Oregonians cannot sue law enforcement officials that intentionally make false claims in official reports because courts believe that government officials cannot do their jobs otherwise. I found this out a couple years ago when Multnomah County moved to dismiss defamation claims I filed against several corrections deputies. The deputies intentionally made false accusations in their incident reports to cover up how one of their own intentionally broke my arm. Those statements were also used to overcharge me with a bodily injury enhancement, but the enhancement was later dropped due to lack of evidence.

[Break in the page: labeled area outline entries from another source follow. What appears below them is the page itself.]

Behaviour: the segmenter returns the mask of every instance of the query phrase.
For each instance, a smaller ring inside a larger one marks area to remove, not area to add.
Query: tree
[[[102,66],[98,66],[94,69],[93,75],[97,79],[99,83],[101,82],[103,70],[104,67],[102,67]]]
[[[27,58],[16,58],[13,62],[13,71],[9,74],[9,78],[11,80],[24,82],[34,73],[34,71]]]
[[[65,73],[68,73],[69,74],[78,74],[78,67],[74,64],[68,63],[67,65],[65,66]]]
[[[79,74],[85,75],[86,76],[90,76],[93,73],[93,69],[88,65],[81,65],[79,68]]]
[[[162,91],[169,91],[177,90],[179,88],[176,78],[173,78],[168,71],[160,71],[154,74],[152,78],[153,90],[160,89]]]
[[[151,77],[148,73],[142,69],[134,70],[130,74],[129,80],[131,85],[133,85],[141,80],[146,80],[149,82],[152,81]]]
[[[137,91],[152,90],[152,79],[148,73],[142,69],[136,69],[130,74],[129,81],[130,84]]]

The county's arguments against my defamation claims were two fold. First, they were time barred because I filed the claims too late. Second, the defendants were immune solely because state law grants absolute immunity to government officials which protects them from defamation claims. My defamation claims were dismissed for being time barred, so the judge never reviewed the county's immunity argument. If that argument has any merit, that merit is disturbing.
"Oregon recognizes an absolute privilege for statements made in furtherance of public duties. Christianson v. State, 239 Or App 451, 459, 244 P3d 904, 908 (2010), Chamberlain v. City of Portland, 184 Or App. 487, 56 P 3d 497 (2002). This privilege is rooted in the maxim that the public's interest in the unhampered operation of the government, when exercising such functions, outweighs an individual's interest in the preservation of reputation. Johnson v. Brown, 193 Or. App. 375, 381, 91 P.3d 741, 744, decision clarified on reconsideration, 194 Or. App. 486, 95 P.3d 235 (2004), citing Wallulis v. Dymowski, 323 Or 337, 349, 918 P2d 755 (1996). Absolute privilege bars a defamation claim completely as a matter of law. DeLong v. Yu Enterprises, Inc., 334 Or 166, 170, 47 P3d 8 (2002). Because these reports were generated in the exercise of the MCSO staffs work as the corrections department for the County, the statements are privileged and cannot serve as defamation as a matter of law." - Bruce Andrew Jones, Attorney at Law
County counsel seems to think law enforcement incapable of functioning if faced with the threat of a civil suit every time they lie. The Oregon Supreme Court shares this view. In the seminal case of Shearer v. Lambert, 274 Or. 449, 547 P.2d 98 (1976) (https://cite.case.law/or/274/449/), the court held that "the privilege is designed to free public officers from intimidation in the discharge of their duties." That also classified the threat of a legitimate lawsuit in response to a false statement made by a government official as a form of intimidation. If being afraid of a legitimate misconduct lawsuit is a form of intimidation then no government official should ever be free from intimidation.
If people want to create new laws cracking down on false or wrongfully disclosed information, they need to start with the people charged with enforcing the law in the first place.